Wolf established in the Yellowstone during the 1990s reduced the elk population and it allowed species like beavers to repopulate because aspen grew. Beaver activity created wetlands and other animal species were able to reestablish. When wolves have the opportunity, they kill and eat beavers and other animals. That also keeps those species from becoming too abundant.

What naturally keeps a wolf population from becoming excessively large? Primarily it is food availability. When hunting is poor, wolves die and prey populations’ recover. Many people would like to see all species live without difficulty or death. This is not realistic in the physical world. Human religious views supports this idea so we look forward to life after death with no limitations on longevity and no need for food, water, shelter, or living space after physical death.

In the physical world we do not have that luxury. As human population expands into habitats of other species, they get crowded off the planet. “Creation Care” in religious circles is an effort where people are encouraged to care for all species in creation by maintaining yards with native plants to support native animals (our personal Arks) or to limit our family size so we do not destroy creation with human excessive population.

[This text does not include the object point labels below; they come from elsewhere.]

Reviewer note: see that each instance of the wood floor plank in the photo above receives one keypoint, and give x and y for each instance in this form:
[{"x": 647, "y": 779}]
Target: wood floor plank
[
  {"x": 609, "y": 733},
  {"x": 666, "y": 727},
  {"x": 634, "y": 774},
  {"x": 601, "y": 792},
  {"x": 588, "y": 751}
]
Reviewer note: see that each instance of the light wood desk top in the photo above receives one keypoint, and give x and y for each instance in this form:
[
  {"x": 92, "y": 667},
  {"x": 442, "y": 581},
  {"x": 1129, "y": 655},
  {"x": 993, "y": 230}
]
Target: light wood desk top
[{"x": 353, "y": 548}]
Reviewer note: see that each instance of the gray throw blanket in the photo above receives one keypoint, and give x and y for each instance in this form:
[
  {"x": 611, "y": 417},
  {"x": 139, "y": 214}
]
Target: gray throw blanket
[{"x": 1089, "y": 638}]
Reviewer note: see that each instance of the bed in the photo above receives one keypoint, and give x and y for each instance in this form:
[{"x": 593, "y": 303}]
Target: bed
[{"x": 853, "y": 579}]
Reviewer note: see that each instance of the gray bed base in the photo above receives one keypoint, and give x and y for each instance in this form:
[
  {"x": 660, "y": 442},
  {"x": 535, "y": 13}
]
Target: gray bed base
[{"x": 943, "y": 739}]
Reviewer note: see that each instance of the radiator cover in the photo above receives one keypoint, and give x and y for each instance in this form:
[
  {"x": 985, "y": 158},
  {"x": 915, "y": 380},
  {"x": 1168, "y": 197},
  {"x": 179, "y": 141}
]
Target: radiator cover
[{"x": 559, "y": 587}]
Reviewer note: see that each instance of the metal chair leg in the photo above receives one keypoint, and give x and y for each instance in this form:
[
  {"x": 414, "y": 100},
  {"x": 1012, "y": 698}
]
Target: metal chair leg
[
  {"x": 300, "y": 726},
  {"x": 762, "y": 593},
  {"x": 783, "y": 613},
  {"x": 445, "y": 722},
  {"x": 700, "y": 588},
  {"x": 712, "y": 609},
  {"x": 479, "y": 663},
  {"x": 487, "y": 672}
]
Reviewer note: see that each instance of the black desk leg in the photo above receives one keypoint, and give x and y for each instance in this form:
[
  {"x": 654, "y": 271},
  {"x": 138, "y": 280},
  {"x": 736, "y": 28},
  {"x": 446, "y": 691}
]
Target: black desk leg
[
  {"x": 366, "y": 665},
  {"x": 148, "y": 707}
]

Sociologically, it is socially responsible to keep all species important for maintaining healthy ecosystems essential for best functioning of the social-economic-industrial complex. In economics, it is protecting livelihoods by not losing inherent assets important to the land that supports us. That means soil, water, air, and the role of each for stable global life and food for our tables.

Sustainability has a triple bottom line that is Social, Environmental, and Economic.
So, why would society allow rhinos, elephants, and wolves to be reduced to numbers too small to carry out ecological roles? First we do not know the tremendous economic role of each species and the ecological services provided. We do not realize the financial costs to replicate nature’s services. One example is the role of elephants in creating water holes by sloshing about and enlarging them. That is an essential activity that allows many bird, mammal, amphibian, and invertebrate species to survive in Africa that would not otherwise find adequate bodies of water. Another reason is unfounded fear.

Where I lived out west, ranchers took cattle to the national forest and left them for the summer unattended on public land and returned in the fall to get them. If wolves are allowed to roam, it means domestic livestock would need monitoring. Out west public lands are used for both wildlife and domestic animals. Some people do not want predators sharing pubic lands and some do not want unattended domestic animals in public wild lands. Here in Michigan we keep livestock on our own land. Ask yourself, “Do you think rhinos and elephants should be protected in India and Africa but wolves should not have protection here?” The difficult challenge is how to live in a manner that shares neighborhood nature niches with other species endowed to us in creation.